The milestone 70th celebration also included some models of vintage restored and fully operational aircraft on static display. Among those a 1946 Douglas DC-3, a twin-engined aircraft that revolutionized the passenger transportation in the 1930s and 1940s, and a Stinson SR Reliant, a predecessor model of executive aviation, built between 1933 and 1941 by the former The Stinson Aircraft Company. Appreciating those rarity models of the early days and observing the aircraft significant evolution in these 70 years was very interesting.
As expected, the top five players in the executive aviation market attended the trade show: Bombardier, Cessna, Dassault, Embraer, and Gulfstream. Among these, only Embraer brought in real news. The Brazilian company unveiled the new Phenom 300E, an updated version of the Phenom 300, the best-selling executive jet for the four past years (2013, 2014, 2015 and 2016). With a completely redesigned cabin, Embraer has featured into its Phenom 300E the same "DNA design" of its Legacy 500. The seats in innovative and luxurious style and the new entertainment system added touchscreen control panels are a highlight. Also a highlight was the presence of Global 7000 by Bombardier, a 7,400 NM range aircraft that is in process of certification.
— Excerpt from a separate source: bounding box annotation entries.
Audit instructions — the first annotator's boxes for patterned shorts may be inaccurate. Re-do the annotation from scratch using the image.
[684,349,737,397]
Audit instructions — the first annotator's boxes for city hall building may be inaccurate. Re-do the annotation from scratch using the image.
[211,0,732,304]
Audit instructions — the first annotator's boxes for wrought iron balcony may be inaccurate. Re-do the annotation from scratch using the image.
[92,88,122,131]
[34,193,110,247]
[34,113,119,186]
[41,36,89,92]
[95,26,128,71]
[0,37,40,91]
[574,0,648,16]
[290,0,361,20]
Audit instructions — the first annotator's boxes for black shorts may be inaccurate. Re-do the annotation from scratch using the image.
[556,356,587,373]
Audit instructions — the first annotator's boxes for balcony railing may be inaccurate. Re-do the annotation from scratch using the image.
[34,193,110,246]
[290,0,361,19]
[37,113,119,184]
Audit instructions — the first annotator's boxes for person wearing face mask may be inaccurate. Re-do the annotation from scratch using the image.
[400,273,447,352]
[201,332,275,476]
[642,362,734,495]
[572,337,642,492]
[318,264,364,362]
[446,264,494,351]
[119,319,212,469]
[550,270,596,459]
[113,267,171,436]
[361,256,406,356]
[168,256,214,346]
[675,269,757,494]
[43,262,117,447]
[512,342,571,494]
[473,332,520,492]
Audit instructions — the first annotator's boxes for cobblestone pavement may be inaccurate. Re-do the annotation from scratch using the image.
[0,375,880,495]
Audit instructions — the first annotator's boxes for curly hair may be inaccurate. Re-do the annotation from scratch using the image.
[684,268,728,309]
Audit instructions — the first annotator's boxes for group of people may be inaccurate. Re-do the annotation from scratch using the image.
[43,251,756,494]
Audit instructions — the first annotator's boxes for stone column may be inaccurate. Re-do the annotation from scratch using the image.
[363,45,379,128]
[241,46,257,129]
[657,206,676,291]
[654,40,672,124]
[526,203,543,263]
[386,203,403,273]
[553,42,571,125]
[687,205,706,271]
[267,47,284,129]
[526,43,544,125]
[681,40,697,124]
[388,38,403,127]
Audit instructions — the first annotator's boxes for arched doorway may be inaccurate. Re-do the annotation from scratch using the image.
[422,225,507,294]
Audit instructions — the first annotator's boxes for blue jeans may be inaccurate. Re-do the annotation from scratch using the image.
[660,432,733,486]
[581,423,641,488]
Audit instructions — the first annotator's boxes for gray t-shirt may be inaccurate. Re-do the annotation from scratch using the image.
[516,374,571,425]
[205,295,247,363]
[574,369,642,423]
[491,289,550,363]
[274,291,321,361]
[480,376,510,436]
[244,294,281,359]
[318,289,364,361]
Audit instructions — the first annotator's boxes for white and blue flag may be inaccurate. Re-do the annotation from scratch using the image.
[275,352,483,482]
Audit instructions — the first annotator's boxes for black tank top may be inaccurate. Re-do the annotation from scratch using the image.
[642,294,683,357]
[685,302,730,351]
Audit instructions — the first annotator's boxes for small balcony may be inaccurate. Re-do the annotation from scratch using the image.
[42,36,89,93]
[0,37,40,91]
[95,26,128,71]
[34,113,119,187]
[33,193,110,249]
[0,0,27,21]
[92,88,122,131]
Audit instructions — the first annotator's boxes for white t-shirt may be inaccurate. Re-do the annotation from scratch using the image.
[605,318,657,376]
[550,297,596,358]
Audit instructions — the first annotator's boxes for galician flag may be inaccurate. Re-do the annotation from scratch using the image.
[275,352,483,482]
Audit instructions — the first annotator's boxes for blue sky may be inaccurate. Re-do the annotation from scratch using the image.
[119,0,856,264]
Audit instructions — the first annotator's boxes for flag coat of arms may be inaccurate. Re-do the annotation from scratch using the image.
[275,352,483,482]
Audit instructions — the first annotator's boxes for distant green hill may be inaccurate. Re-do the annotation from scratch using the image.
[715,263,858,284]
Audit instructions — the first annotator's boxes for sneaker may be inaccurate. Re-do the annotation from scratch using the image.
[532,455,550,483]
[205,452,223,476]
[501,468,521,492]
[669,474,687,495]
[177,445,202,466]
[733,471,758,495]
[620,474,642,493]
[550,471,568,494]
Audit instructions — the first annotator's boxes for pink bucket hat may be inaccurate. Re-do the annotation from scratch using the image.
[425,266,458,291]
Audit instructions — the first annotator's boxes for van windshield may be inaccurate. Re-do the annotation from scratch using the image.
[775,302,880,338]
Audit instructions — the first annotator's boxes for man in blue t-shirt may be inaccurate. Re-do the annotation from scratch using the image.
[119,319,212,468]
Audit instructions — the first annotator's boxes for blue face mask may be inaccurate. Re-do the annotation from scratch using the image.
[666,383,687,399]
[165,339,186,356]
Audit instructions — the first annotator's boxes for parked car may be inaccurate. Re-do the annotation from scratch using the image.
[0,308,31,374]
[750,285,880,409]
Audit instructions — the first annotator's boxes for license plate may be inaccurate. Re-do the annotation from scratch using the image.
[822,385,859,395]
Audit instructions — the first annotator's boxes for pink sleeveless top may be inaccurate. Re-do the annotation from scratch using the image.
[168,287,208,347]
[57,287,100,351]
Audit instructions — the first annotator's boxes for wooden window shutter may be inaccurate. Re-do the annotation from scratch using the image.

It is worth mentioning the increasing number of “pre-flown” aircraft on static display, a clear evidence of a warmed up market niche.
Speaking of the future, two participating companies showcased new technologies that are a promising groundbreaking in the business aviation market: the AS2 supersonic by Aerion Corporation, and the hybrid electric VTOL (Vertical takeoff and landing) Trifan 600 by the start up XTI Aircraft.
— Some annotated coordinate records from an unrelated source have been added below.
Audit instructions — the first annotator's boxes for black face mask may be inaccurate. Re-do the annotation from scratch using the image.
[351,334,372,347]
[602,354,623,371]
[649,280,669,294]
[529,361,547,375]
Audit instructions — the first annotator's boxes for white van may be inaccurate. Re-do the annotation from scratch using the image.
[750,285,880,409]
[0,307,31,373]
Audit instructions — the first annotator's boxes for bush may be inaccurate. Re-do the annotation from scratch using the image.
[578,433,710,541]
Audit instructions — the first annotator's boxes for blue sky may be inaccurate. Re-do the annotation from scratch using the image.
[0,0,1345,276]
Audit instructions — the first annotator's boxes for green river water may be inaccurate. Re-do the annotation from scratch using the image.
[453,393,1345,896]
Aerion consolidates itself as the first player to launch a supersonic business jet, the AS2. With 11-passenger capacity cabin and a range of 5,300 nautical miles, the AS2 will fly 1.5 times the speed of sound (Mach 1.5) over water and up to Mach 1.2 without producing a sonic boom. “Transatlantic travels can be reduced by up to 3 hours, thus saving up to four weeks a year in travel time for travelers of business jets”, said Ernie Edwards, Senior Vice President and Chief Commercial Officer, Aerion Corporation speaking at NBAA 2017. Aerion has set a target to achieve first flight by 2023 with FAA certification by 2025. However, the biggest challenge for supersonic travel is the lack of specific regulation as noise level allowance during takeoff and landing. Aerion and other manufacturers are working with the International Civil Aircraft Organization (ICAO) and the Federal Aviation Authority (FAA) towards developing environmental and noise standards that take into account the operation of supersonic aircraft.
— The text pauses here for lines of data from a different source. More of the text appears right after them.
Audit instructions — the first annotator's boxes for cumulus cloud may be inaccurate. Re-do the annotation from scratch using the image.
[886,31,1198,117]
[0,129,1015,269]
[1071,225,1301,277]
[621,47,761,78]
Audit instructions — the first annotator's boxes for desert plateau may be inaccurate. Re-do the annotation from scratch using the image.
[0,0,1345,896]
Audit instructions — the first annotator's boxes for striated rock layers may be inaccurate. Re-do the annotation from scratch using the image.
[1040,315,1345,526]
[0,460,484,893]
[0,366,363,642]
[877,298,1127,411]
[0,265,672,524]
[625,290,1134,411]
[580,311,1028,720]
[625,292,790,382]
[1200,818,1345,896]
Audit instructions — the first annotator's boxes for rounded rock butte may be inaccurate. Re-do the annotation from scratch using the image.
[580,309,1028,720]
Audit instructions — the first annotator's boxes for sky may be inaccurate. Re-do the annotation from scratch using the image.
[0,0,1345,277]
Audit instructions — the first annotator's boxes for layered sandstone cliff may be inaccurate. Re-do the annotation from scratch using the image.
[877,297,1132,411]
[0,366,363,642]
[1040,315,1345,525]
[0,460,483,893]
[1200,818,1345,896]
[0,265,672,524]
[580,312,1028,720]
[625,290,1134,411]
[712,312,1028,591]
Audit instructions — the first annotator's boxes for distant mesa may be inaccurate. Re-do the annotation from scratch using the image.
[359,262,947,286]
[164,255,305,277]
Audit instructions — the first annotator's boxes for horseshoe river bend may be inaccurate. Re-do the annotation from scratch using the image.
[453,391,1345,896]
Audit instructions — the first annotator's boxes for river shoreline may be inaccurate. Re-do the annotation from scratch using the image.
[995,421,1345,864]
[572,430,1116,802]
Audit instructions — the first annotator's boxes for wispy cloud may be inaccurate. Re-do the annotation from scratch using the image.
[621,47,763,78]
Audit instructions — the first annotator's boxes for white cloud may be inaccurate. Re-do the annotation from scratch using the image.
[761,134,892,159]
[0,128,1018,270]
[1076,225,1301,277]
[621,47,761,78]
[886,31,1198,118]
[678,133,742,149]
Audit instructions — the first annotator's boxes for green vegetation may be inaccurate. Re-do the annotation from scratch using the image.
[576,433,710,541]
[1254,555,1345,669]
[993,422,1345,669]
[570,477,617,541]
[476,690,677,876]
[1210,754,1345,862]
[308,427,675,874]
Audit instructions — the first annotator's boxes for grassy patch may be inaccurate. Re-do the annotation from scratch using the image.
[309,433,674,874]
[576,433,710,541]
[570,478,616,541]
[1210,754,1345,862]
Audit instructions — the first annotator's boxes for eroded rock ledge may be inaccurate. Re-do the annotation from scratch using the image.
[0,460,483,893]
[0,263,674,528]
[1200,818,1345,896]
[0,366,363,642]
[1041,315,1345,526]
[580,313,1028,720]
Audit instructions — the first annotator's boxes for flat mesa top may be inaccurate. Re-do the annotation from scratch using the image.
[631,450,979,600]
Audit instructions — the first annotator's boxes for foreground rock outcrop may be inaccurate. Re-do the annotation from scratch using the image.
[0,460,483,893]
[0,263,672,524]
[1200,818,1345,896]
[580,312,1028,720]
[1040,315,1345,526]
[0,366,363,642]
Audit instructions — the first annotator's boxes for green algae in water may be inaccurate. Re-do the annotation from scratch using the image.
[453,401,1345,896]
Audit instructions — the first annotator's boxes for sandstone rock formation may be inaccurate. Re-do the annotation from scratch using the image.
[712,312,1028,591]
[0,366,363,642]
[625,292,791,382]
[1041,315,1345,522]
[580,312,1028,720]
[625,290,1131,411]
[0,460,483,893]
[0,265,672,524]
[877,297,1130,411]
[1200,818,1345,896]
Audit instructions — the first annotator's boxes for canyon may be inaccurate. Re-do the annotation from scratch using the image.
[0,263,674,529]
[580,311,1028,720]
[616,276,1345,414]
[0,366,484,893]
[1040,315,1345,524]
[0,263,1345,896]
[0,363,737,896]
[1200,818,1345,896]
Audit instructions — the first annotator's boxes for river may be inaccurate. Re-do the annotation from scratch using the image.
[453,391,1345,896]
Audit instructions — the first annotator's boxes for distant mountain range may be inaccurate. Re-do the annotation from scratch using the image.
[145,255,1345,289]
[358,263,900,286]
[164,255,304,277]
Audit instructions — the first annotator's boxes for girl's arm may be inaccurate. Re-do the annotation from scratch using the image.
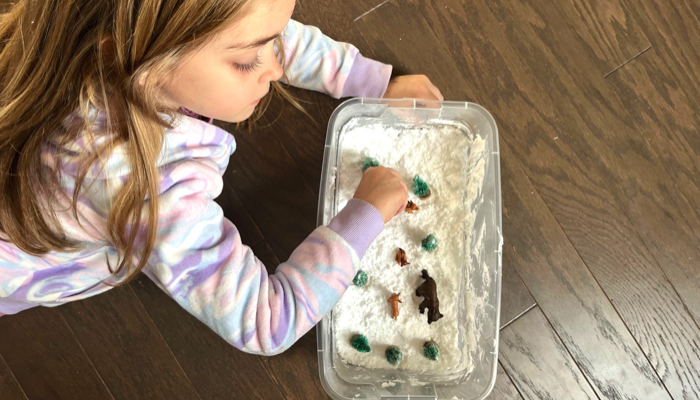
[282,20,392,98]
[144,118,384,355]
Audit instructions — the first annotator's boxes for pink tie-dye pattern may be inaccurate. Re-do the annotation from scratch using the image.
[0,21,388,354]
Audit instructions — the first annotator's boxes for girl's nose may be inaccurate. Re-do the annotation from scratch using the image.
[260,46,284,83]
Exhibiting for the first time, XTI Aircraft introduced the Trifan 600 that combines the speed, range and comfort of a business aircraft with the ability to takeoff and land vertically, like a helicopter. The Trifan 600 shall use a hybrid electric propulsion system, comprising a Honeywell turbine to move the generators that provide power for three electric powered ducted fans: one sitting in the fuselage to actuate at vertical takeoff and landing only, and two sitting on the wings; following takeoff these rotate 90 degrees and propel the aircraft at speeds up to 300 miles per hour. With a carbon fiber fuselage and a fly by wire controls, the Trifan 600 will seat up to 5 passengers. The maximum cruise altitude will be 29,000 feet and range will be 1,200 nautical miles. Besides the lower operating cost, also appealing is the reduction of total trip time or door-to-door time; The Trifan 600 is faster than a helicopter and despite it is slower than a jet, the need to drive to and from an airport is eliminated, resulting in shorter trip time. XTI has started the pre-sales program for the TriFan 600, at a launch price of USD 6.5 million and the aircraft is expected to be certified in 2025.